Tehran Prosecutor Abbas Jafari Doulatabadi (pictured) said on Monday, “The person had several meetings with [the Israeli intelligence agency] Mossad and provided them with sensitive information about Iran’s military and nuclear sites in return for money and residency in Sweden.”

The prosecutor said the accused gave Mossad information about 30 nuclear and military scientists, including Massoud Ali Mohammadi, killed in January 2010 by a remote-controlled bomb attached to a motorcycle outside his home in Tehran. He claimed the suspect had several meetings with more than eight Mossad officers and provided them with “sensitive information” about Iran’s military sites and the Atomic Energy Organization of Iran.

The judiciary said the defendant was also linked to the assassination of nuclear engineer Majid Shahriari, killed in a bomb attack in November 2010.

Doulatabadi gave no further information about the identity of the detainee. One man was hanged in 2012 over the killings.

However, Amnesty International said that Ahmadreza Djalali, an Iranian doctor who studied and taught in Sweden, has been condemned to die on espionage charges. Amnesty said the court verdict asserted that Djalali worked with the Israeli Government and that it subsequently helped him obtain a residency permit in Sweden.

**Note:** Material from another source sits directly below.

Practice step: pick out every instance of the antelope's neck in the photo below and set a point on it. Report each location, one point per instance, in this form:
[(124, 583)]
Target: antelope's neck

“We condemn the use of the death penalty in all its forms. The death penalty is an inhuman, cruel and irreversible punishment that has no place in modern law,” Swedish Foreign Minister Margot Wallstrom said in an e-mail. Swedish officials said they have had raised the matter at high-level meetings in Stockholm and Tehran.

Djalali was arrested in April 2016 and held without access to a lawyer for seven months, three of which were in solitary confinement.